Aslında bu bakteri enfeksiyonu son derece yaygındır. İnfekte olan insanların yaklaşık 1/6 sında ülser ortaya çıkmaktadır. Bu durumun sebebi ise henüz daha açıklanamamıştır. Bu infeksiyon endoskop ile mide cidarından alınan biyopsinin incelenmesi sonucu net bir şekilde anlaşılabilmektedir. Böylesi infeksiyon durumunda kombine antibiyotik kullanımı hastalığın tam tedavisine imkan tanımaktadır. Bu şekilde mesela peptik ülserlilerin % 90 ı tamamen düzelebilmektedir. Tedaviye rağmen inatla devem eden ülser, kanser açısından araştırılmalıdır.

Buna karşılık bazı bilim adamları hastalığın primer sebebinin stres ve sıkıntı sonucu oluşan aşırı asit sekresyonu olduğunda ısrarlıdır.

Ayrıca aspirin ve iltihap giderici bazı ilaçların uzun süreli kullanımları da hastalığa yol açabilen önemli faktörlerlerdendir.

Ailesel bir risk olması hastalık açısından önemlidir.

Kronik alkol, sigara kullanımı veya ağır, yağlı, baharatlı yiyecek tüketimi de hastalık oluşmasında önemli rol oynamaktadır.

Bazı hastalardaki ülser oluşmasında yiyecek alerjisinin de önemli bir rol oynadığı ifade edilmektedir.

Tedavi: Tıpta kullanılan bazı ilaçlar, asit nötralizayonu ile yatıştırıcı etki oluşturmaktadırlar. Bu tür tedaviler problemi ortadan kaldırmaya dönük olmaktan ziyade hastalığı yatıştırma amaçlıdır.

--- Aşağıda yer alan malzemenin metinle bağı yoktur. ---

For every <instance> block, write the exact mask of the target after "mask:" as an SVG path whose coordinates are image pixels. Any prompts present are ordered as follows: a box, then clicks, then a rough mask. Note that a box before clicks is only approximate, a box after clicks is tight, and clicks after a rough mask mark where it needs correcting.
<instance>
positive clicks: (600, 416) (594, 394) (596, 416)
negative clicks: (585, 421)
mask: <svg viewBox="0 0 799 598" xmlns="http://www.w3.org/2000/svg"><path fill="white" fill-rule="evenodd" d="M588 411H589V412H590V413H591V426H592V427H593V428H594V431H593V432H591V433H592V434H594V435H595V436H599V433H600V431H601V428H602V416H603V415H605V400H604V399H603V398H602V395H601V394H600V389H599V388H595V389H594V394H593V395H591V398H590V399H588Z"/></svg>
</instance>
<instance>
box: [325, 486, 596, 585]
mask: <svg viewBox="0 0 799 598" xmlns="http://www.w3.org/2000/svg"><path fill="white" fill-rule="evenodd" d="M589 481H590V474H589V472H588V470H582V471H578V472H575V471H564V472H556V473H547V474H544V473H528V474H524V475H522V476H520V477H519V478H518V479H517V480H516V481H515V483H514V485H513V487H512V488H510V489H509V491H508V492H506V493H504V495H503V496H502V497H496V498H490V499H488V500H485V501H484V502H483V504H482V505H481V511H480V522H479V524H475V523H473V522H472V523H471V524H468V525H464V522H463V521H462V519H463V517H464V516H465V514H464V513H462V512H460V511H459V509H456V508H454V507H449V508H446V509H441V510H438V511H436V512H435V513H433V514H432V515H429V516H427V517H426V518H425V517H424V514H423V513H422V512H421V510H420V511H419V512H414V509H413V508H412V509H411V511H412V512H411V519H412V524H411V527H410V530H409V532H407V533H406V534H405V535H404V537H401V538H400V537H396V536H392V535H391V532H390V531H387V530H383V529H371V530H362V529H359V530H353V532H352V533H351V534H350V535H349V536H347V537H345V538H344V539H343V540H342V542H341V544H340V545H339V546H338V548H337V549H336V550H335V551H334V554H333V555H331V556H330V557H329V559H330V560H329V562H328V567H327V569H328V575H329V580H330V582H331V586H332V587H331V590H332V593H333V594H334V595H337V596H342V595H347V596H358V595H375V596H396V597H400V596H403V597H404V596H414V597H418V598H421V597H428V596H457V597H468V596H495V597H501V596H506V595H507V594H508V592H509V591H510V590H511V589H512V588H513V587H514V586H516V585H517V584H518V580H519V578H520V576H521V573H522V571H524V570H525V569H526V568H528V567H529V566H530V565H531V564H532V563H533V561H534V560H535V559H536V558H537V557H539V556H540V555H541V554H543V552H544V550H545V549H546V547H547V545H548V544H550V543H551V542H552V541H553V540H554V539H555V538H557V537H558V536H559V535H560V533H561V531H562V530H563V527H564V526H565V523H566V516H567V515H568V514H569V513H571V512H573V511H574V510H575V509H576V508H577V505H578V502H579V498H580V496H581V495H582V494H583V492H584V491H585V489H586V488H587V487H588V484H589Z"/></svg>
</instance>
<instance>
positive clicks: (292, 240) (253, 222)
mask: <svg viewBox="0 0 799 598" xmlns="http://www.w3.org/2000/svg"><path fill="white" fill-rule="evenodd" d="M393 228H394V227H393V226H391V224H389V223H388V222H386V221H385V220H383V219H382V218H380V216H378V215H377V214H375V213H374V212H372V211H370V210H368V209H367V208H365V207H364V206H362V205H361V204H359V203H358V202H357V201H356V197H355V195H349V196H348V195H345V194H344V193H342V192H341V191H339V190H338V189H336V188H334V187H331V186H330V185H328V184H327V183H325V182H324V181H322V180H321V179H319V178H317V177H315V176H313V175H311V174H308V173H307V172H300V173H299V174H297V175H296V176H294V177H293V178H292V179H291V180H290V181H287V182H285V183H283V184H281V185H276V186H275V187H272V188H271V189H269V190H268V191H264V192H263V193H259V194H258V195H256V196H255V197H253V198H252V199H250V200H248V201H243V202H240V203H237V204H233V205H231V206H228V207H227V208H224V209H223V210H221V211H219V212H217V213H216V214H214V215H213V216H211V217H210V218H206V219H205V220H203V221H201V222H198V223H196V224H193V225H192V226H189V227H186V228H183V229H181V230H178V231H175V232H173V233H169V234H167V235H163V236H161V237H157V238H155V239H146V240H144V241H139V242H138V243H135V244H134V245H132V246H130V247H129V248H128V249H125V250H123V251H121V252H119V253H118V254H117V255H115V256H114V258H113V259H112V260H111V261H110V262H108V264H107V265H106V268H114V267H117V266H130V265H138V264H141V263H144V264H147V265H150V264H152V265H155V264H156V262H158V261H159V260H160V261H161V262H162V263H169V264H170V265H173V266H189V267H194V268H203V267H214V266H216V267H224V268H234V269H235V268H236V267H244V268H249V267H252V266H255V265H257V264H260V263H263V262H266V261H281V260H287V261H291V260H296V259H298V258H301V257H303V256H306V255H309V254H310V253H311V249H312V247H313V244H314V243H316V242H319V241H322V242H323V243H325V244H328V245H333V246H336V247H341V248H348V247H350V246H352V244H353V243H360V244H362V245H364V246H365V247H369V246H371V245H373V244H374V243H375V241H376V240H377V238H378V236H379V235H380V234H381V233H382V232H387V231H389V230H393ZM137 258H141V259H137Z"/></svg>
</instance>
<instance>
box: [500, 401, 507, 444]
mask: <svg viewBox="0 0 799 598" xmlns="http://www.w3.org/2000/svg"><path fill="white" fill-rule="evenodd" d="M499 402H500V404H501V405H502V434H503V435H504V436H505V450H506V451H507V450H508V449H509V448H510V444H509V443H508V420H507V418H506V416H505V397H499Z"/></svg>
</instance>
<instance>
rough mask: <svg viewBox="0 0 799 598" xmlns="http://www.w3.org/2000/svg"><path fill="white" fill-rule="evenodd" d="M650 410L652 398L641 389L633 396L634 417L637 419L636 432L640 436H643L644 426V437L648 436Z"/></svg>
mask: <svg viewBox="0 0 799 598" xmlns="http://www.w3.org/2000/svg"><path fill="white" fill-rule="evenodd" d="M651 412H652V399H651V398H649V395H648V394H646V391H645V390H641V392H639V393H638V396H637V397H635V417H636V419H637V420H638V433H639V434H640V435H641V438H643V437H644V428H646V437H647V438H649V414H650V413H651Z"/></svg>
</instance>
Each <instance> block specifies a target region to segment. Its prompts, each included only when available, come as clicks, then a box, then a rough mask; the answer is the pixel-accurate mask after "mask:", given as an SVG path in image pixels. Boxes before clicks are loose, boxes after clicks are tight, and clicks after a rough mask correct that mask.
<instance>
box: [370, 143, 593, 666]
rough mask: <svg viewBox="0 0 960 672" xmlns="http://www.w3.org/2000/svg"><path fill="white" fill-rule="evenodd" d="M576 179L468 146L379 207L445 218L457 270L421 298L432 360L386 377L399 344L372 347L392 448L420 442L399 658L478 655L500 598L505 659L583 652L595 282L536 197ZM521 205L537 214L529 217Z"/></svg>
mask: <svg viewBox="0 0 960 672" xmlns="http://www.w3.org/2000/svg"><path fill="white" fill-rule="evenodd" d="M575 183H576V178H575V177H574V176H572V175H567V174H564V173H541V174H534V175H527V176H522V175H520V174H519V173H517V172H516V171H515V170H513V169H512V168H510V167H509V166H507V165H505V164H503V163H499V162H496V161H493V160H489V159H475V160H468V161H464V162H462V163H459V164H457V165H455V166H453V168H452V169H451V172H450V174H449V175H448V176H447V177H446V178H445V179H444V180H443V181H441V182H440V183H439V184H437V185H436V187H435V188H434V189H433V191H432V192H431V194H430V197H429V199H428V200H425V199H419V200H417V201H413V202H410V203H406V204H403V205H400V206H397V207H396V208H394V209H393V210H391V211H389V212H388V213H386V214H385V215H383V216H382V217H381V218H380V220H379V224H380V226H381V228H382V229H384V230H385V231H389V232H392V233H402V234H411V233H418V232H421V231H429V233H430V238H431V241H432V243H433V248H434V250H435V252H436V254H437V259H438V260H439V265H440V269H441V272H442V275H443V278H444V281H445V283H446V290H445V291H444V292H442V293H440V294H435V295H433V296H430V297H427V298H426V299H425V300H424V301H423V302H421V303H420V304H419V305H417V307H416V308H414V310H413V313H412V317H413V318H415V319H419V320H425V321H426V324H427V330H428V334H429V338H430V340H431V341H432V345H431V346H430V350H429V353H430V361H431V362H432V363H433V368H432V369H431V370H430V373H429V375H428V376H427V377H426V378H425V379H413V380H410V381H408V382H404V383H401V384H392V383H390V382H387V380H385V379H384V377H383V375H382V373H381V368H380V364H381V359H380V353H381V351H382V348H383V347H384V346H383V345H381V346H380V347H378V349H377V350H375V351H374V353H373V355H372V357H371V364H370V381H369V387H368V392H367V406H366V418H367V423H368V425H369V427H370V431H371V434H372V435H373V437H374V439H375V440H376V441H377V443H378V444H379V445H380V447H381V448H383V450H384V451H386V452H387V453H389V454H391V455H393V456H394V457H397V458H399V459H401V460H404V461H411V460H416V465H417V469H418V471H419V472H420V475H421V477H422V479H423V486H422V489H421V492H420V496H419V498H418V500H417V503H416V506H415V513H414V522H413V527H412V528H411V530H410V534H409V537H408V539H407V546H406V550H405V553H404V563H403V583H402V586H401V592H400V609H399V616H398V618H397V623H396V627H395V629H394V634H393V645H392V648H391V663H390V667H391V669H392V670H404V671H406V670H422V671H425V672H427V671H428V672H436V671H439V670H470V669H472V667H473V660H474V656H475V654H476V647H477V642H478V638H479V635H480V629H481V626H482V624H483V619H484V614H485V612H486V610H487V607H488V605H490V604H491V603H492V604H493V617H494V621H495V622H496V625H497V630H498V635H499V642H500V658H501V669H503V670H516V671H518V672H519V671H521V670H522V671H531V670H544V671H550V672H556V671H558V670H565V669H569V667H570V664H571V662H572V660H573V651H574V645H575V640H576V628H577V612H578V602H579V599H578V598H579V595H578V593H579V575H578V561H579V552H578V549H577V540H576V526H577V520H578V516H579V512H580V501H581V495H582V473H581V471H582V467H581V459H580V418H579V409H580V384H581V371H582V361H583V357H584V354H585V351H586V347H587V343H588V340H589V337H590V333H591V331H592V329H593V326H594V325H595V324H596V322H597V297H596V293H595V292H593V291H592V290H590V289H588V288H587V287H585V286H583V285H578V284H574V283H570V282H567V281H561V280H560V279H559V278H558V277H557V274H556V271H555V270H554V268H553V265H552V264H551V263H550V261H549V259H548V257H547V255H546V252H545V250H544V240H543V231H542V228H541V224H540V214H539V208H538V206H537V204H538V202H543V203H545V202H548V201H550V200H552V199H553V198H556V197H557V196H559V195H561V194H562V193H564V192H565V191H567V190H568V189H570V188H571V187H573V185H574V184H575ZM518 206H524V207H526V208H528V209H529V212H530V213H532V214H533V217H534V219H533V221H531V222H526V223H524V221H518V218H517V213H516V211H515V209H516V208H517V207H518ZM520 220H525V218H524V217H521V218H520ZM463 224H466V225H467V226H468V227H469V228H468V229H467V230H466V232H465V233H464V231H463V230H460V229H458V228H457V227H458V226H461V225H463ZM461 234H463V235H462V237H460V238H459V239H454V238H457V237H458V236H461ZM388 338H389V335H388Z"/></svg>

Bu tür ilaçların uzun süreli kullanımları hastalığı daha da kötüleştirebilmektedir. Zira bu ilaçlar normal sindirimi de bozmakta ve sindirim sistemini çevreleyen dokuların yapı ve fonksiyonlarını da etkileyeblmektedir. Tıbbi tedavi maksatlı verilen ilaçların normal kullanım süreleri dahilinde kullanılması çok önemlidir. Kısa süreli kullanım, rastgele aralıkları ile veya çok uzun süreli kullanım zararlı olabilmektedir. Genellikle bu gibi tedaviler 2-3 ay kadar devam etmektedir.

Mesela asit sekresyonu inhibitörü olan omeprazolun ve etkili bir H.Pylori antibiyotiği olan klaritromisinin prospektuslarında belirtilen ve hekim tarafından ifade edilen sürelerin dışında uzun süreli veya rastgele kullanımı ciddi yan etkiler oluşturabilmektedir.

Antiasit kullanımı sözkonusu ise aluminyum içerenlerden uzak durmakta fayda vardır. Aluminyumun Alzheimer hastalığının oluşmasında önemli bir risk faltör olduğu düşünülmektedir. Cimetidin veya ranitidin kullanan hastaların alkolden uzak durmalarında fayda vardır. Bu ilaçlar alkolün beyin üzerine olan etkisini arttırmaktadır.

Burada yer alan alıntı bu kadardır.